/arcx

Archive, Rm & Clean toolboX

Primary LanguagePythonApache License 2.0Apache-2.0

arcX - Archive, Rm & Clean toolboX

ArcX is a versatile toolbox designed to streamline data management by automating key tasks. Whether you're handling experiment outputs or maintaining clean directories, ArcX simplifies the process with a range of powerful tools.

  • Archiving: Seamlessly archive Oceanic experiment outputs using a flexible YAML configuration file. ArcX takes care of organizing and storing your data without manual intervention.
  • Safe File Removal: Efficiently remove files that already have a local copy. ArcX ensures that only unnecessary files are deleted, safeguarding important data.
  • Comprehensive Directory Cleaning: Clean multiple directories with a single command. ArcX offers various cleaning options and leverages a YAML configuration file to specify exactly what to delete and how to do it.

Installation

Via pip

pip install arcx

Via conda/mamba

mamba install arcx

Usage

Usage: arcx [OPTIONS] COMMAND [ARGS]...

Options:
  --version  Show the version and exit.
  --help     Show this message and exit.

Commands:
  rolling
  saferm
  update-md5

Rolling

To keep a directory under rolling, use the command:

Usage: cli.py rolling [OPTIONS]

Options:
  -c, --config PATH  [required]
  --dry-run          Dry run mode.
  -d, --debug        Enable debug mode.
  --help             Show this message and exit.

Rolling Configuration File

Here a template of a rolling configuration file:

- !CleanPath
    path: $PATH_UNDER_ROLLING
    fmt: ????????   # YYYYMMDD
    safe:
        to_keep: X
        reference_paths:
            - <REF1>
            - <REF2>
    conditional:
        to_keep: Y
        expected_files:
            - file.exe
            - tmp.nc
    force:
        to_keep: Z

let's comment each section.

CleanPath object

With this, we start to declare a list of !CleanPath objects with two mandatory attributes:

- !CleanPath
    path: $PATH_UNDER_ROLLING
    fmt: ????????   # YYYYMMDD
  • path: it's the path to keep under rolling
  • fmt: it's a string bash that represent the format of file/dir to delete. It can contains jolly characters ? or *
Safe
  safe:
      to_keep: X
      reference_paths:
          - <REF1>
          - <REF2>
  • safe: means for safe rolling, which means delete a file only if an identical local copy already exists
  • to_keep: how much dir/file to not include in the rolling
  • reference_paths: a list of path where to find if a local copy already exists

To consider that the safe mode doesn't remove the dir under rolling.

Conditional #### Conditional
  conditional:
      to_keep: Y
      expected_files:
          - file.exe
          - tmp.nc
  • conditional: specify to remove a dir if some conditions are meet
  • to_keep: how much dir/file to not include in the rolling
  • expected_files: specify the exact list of files expected to find in rolling path to trigger the rm operations.

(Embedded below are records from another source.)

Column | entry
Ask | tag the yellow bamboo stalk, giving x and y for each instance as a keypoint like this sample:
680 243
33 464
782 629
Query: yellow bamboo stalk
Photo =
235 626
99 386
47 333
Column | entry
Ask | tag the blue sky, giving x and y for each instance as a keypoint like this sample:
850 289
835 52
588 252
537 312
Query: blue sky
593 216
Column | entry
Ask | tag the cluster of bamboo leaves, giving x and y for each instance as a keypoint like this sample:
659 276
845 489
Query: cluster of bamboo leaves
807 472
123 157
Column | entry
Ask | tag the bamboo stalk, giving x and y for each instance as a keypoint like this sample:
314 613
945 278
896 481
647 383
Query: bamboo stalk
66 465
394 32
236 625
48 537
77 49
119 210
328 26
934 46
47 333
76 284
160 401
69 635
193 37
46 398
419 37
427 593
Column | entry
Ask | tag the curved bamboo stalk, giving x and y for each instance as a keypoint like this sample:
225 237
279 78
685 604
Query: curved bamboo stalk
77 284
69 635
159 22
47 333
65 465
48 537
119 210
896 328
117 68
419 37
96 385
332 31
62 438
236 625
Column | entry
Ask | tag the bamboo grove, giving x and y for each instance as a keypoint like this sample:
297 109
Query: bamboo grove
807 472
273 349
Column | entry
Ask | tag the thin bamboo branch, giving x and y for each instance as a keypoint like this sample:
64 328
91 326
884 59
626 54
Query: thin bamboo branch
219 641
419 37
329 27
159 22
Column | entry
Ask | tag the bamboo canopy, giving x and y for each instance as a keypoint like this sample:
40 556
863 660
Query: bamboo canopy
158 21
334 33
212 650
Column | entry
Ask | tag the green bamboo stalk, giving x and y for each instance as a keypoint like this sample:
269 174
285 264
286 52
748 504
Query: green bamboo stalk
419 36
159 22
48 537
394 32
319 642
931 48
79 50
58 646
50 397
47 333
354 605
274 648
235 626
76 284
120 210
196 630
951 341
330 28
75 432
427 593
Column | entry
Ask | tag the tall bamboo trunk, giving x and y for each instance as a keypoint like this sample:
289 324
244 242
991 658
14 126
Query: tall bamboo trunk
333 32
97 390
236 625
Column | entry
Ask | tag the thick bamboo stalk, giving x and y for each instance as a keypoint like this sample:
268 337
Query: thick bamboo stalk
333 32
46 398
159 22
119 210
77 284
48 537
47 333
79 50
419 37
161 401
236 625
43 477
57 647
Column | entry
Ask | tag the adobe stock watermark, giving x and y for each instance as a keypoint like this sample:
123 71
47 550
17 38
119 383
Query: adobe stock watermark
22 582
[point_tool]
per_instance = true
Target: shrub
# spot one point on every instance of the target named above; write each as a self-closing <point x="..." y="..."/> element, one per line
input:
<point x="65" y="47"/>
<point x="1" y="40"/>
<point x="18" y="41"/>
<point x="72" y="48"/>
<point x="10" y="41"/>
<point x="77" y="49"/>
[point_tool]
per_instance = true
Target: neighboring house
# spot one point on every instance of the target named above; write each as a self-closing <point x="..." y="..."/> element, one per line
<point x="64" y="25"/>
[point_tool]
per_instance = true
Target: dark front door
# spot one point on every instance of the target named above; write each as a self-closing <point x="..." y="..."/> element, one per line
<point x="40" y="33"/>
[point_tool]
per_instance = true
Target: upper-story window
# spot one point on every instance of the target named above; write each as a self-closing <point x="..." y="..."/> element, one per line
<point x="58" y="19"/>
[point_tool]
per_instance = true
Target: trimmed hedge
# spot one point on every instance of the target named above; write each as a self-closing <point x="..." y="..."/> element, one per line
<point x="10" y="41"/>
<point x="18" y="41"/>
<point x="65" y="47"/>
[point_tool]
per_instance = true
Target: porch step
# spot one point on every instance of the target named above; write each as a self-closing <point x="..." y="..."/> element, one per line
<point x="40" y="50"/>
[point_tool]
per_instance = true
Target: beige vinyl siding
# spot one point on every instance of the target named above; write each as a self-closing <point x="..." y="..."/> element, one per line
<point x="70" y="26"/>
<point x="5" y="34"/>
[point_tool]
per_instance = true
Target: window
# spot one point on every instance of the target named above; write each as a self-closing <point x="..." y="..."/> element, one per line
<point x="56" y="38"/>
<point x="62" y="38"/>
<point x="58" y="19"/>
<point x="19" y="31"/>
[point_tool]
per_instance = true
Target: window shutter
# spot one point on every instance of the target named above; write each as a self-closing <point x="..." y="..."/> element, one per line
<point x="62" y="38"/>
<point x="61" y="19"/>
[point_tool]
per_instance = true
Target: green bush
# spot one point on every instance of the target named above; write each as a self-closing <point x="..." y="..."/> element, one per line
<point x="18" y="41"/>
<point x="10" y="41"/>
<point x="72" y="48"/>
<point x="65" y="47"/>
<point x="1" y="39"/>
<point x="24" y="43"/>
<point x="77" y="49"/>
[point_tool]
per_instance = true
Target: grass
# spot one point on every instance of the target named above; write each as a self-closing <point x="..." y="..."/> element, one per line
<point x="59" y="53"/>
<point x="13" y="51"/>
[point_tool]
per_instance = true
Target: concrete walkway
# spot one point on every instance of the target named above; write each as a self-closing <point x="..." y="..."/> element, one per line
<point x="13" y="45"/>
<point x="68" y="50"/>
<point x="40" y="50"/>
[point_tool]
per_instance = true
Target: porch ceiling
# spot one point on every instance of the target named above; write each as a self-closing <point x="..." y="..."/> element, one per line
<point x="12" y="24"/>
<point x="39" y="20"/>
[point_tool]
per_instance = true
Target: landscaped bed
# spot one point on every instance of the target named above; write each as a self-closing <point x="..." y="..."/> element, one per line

The filename can contains jolly character ? and *
Force
    force: # optional
        to_keep: Z
  • force: Enable path rm without any check
  • to_keep: how much dir/file to not include in the rolling

Update md5 dir

A requirement to safe clean, is to compute in advance the md5 of all files in the rolling path using the command:

update-md5 [OPTIONS]

Options:
  -p, --path PATH  [required]
  -d, --debug      Enable debug mode.
  --help           Show this message and exit.

The command will create in the directory a file called .dir_md5.txt with the following structure:

md5hash filename1
md5hash filename2

Safe Clean

Safe Rm command is the equivalent of safe rm rolling section: it removes files from clean path only if exists an identical copy in keep path

Usage: cli.py saferm [OPTIONS]

Options:
  --keep PATH    [required]
  --clean PATH   [required]
  -f, --force    Delete files without confirm request
  -d, --dry-run  Disable file removal
  -d, --debug    Enable debug mode.
  --help         Show this message and exit.